Publisher’s note Springer Nature remains neutral with regard to jurisdictional claims in published maps and institutional affiliations.

Extended data figures and tables

Extended Data Fig. 1 tBLG devices.

a, b, Top, optical images of device 1 (a) and device 2 (b). Scale bars correspond to 5 μm. Bottom, schematic of the tBLG heterostructures for device 1 (a) and device 2 (b).

Extended Data Fig. 2 Temperature dependence of the resistivity ρxx.

a, b, d, e, ρxx as a function of the nominal filling factor ν0 at various temperatures up to 30 K in device 1 (a, linear scale; b, logarithmic scale) and device 2 (d, linear scale; e, logarithmic scale). The traces in a, b are measured at T = 1.5, 5, 8, 12, 17, 22 and 30 K and the traces in d, e are measured at T = 1.7, 5, 10, 15, 20, 25 and 30 K. c, f, Two-dimensional map of ρxx as a function of ν0 and T in device 1 (c) and device 2 (f).

Extended Data Fig. 3 Temperature dependence of the Hall density behaviour.

a, c, The Hall density νH expressed in electrons per superlattice unit cell as a function of ν0 up to 20 K at a fixed B = 0.5 T. The data of device 1 are measured with T = 0.5, 2.5, 4.5, 8 and 20 K (a) and the data of device 2 are measured with T = 1.7, 4.3, 6, 10 and 20 K (c). b, d, Subtracted Hall density νH − ν0 as a function of ν0 at each temperature in device 1 (b) and device 2 (d). Insets, d(νH − ν0)/dν0 as a function of ν0 at each temperature around ν0 = −1. d(νH − ν0)/dν0 is calculated from νH − ν0 using a 20-point moving average (b) and a 40-point moving average (d) in ν0.

Extended Data Fig. 4 In-plane magnetic field dependence of the Hall density in device 1.

a, b, Hall density νH (a) and subtracted Hall density νH − ν0 (b) expressed in electrons per superlattice unit cell, and measured with Btot = 0.5, 3, 6, 9 and 12 T and fixed B = 0.5 T. c, νH − ν0 as a function of Btot and ν0 with the magnetic field applied at an angle θB = 20.5°, measured at a nominal T = 20 mK. Blue and pink circles correspond to the positions of peaks of ρxx and the points of maximum descent in νH − ν0, respectively, and denote phase boundaries between symmetry-breaking isospin ferromagnets (IF1, IF2 and IF3) and an isospin unpolarized state (IU).

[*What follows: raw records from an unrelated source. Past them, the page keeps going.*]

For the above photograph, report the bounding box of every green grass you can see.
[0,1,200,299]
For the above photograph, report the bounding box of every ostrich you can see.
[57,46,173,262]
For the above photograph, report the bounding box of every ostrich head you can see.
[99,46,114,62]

Extended Data Fig. 5 Landau fan diagram at the hole side in a tilted magnetic field in device 1.

a, ρxx as a function of ν0 and total magnetic field Btot oriented at an angle with respect to the plane θB of 4.1°(a), 9.6°(b) and 20.5°(c). df, Schematics of the Landau fan diagram based on ac, respectively. The numbered labels denote the Bloch band filling index, which encodes the number of electrons bound to each lattice unit cell.

Extended Data Fig. 6 Thermodynamic measurements in device 2.

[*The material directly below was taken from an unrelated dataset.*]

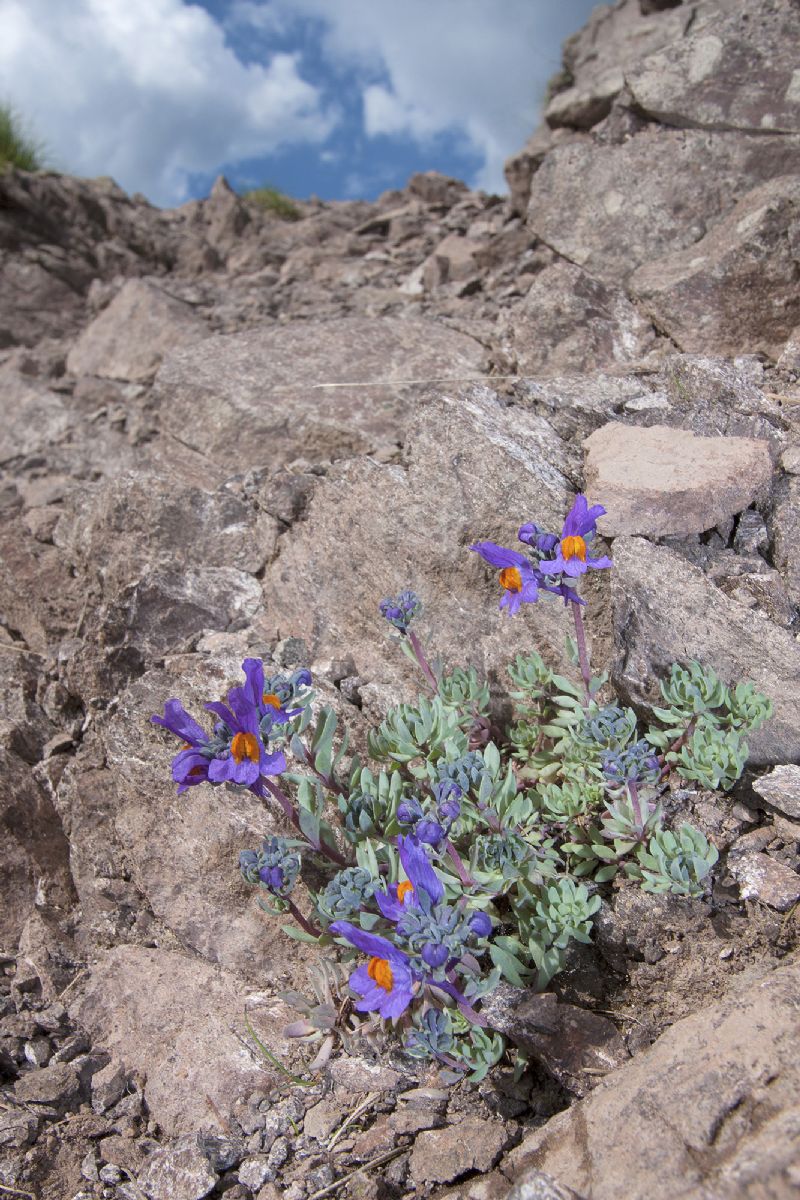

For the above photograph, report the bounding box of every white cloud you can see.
[253,0,594,191]
[0,0,337,204]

a, Chemical potential μ as a function of ν0 at T = 4.2 K and B = 0, 3, 6 and 9 T. b, μ as a function of ν0 at B = 0 T and T = 4.2, 12 and 20 K. c, Inverse compressibility dμ/dν as a function of ν0 at T = 4.2 K and B = 0, 3, 6 and 9 T. d, dμ/dν as a function of ν0 at B = 0 T and T = 4.2, 12 and 20 K. e, dμ/dB as a function of ν0 at T = 4.2 K, calculated from (μ(9 T) − μ(6 T))/3 T, (μ(6 T) − μ(3 T))/3 T and (μ(3 T) − μ(0 T))/3 T. f, dμ/dT as a function of ν0, calculated from (μ(12 K) − μ(4.2 K))/7.8 K at B = 0, 3 and 6 T.

Extended Data Fig. 7 High-temperature transport in a tilted magnetic field in device 1.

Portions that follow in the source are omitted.